Extraordinary

I’m not talking about the Duke game — grrrr — but about the Marlboro College performance of Angels in America. The cast and crew, drawn from a very small college population (Marlboro has around 350 students total), outdid themselves last night — an overpowering performance, of which everyone involved should be very proud.

I had not seen the play before; when it came out, we didn’t have practical access to any performances, and by the time it hit video or DVD I didn’t feel like stirring up the memories of those days (on the rare occasion when the family was willing to watch a Serious Movie); watching this performance really did bring back a suppressed tub of queasy, ominous, tragic feelings. I had the recurrent sense that I knew those guys, and seeing Si as one of them — he played Louis, a particularly troubling character — amplified the sense that these lives were part of my life.

All the actors were great. In contexts that might tend to invite overplaying (undergrad theatre, small campus, hyperdramatic scenario involving sometimes-histrionic characters), every player rang true. The student who played Si’s lover carried the role exceptionally well, and student who played Harper Pitt just amazed me with the subtly of her reading. Si’s roommate Simon played Joe Pitt utterly convincingly, suggesting his pain and ambivalence with nuanced departures from a baseline of stolid impassiveness.

It was hard to see Si play the part of yet another tormented unsympathetic character; someday I’d like to see him in a positive, blithe, heroic role. Knowing him as we do, when we see him portray someone high-strung, and embittered, it’s harder not to see his performance as acting. That being said, at the key moments of the play, I winced at his betrayal of love and integrity. He was great in an unrewarding role, with a terrific cast around him, and the whole night was utterly captivating.

Now, we have to clean up, pack, check out, have brunch with Si, Laura, Jeanne, and Pippa, and then travel back to our respective destinations. And Duke better win the ACC Tournament — I’m just saying.

Quickly —

Travel worked fine yesterday, the ’net finally came live at our hotel, we like Jennifer’s boyfriend (they drove up from NYC to see last night’s performance, which was evidently excellent). Margaret and I love New England; the topography, ecology, demographics, cultural practices, all make sense to us as indigenous, as culturally given. Jeanne and Pippa have driven in from Maine, and we’ll meet them on campus for the play. I’ve taken some pictures already, will take more tonight, and some at tomorrow morning’s group brunch (didn’t think to take any while we were with Jennifer).

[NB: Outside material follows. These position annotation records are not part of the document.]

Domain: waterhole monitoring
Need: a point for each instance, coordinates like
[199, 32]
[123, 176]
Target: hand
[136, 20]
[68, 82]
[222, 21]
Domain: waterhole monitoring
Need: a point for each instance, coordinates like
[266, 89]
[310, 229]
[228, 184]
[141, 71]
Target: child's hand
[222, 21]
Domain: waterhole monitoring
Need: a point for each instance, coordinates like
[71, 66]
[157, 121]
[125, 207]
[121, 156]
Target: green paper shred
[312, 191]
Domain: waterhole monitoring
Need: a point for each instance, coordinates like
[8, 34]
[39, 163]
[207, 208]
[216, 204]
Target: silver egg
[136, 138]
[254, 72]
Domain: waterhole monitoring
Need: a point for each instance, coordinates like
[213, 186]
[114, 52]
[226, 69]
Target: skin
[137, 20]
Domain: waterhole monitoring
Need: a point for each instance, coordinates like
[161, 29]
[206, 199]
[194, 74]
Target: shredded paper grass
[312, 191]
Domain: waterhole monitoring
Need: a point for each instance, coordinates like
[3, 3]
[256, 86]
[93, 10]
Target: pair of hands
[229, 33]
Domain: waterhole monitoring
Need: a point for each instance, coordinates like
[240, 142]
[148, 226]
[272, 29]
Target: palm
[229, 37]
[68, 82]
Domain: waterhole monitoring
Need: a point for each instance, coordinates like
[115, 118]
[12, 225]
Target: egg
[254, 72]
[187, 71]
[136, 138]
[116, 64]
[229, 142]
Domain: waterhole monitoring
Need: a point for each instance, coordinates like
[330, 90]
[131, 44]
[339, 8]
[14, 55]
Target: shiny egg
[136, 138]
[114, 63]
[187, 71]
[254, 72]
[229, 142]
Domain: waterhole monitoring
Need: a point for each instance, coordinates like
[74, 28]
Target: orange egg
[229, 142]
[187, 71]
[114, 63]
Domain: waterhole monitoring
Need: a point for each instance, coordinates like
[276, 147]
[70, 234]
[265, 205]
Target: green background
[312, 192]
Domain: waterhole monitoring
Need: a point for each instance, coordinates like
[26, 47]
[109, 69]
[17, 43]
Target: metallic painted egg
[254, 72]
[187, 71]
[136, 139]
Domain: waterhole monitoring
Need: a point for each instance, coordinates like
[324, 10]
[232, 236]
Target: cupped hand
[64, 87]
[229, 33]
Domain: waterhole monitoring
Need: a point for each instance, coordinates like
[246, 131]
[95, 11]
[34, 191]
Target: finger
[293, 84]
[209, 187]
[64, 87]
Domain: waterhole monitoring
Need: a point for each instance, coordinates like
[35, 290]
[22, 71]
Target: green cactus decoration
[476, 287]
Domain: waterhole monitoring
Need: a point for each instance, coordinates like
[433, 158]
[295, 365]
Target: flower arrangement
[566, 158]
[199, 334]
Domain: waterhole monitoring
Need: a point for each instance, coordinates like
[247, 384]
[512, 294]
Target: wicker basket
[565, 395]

Show is tonight at 7:30, opposite the basketball game on whose outcome the struggle of good against evil depends — Si couldn’t persuade Marlboro to reschedule the performance till after Duke had put Carolina away (I hate writing that kind of thing, because it just invites providence to contradict what I’ve written — but this is just the way it has to be, I guess). I’ll boast write about both the play and the game when I find out how they end.

[Later: I shoulda known better; well done, Carolina.]

Convergence

From all over the country — or at least, “from Maine, North Carolina, Illinois, and Minnesota,” which is pretty good coverage — people are converging on Marlboro, Vermont, to see Josiah Adam in tomorrow night’s performance of Angels in America.

Margaret has shrewdly plotted our trravel paths through Bradley Airport and a hotel in Brattleboro, both of which offer free wifi. Still, the odds suggest a diminished online presence over the weekend. Eventaully, there’ll be pictures and stories.

[Later: Arrived safely, if ravenously. It seems as though Bradley is trying single-handedly to punish United for its recent brush with bankruptcy, but with the diligence of the truly hard-core, I found an open wireless signal.]

Ash Wednesday

Ash Wednesday is not usually a festival of mirth and hilarity, but our service today was a little more solemn even than the usual, as we prayed for Dr. de Villa. Our guest preacher, Fr. Douglas Brown of the Order of the Holy Cross, gave a sermon that fit both the day and our additional observance. We remembered, reflected, prayed, and committed ourselves to a holy Lent.

For myself, the convergence of these circumstances suggested that I make my Lenten discipline a determination to spend time every day in an earnest memento mori; I suspect that some of the burdens I work with would benefit from my sizing them up in perspective to my own mortality: the things that I ought to make sure to have done, and the things no one will mind if I leave behind, obligations to my family and friends, and indifferent matters that no one cares about that much. We’ll see how that works out.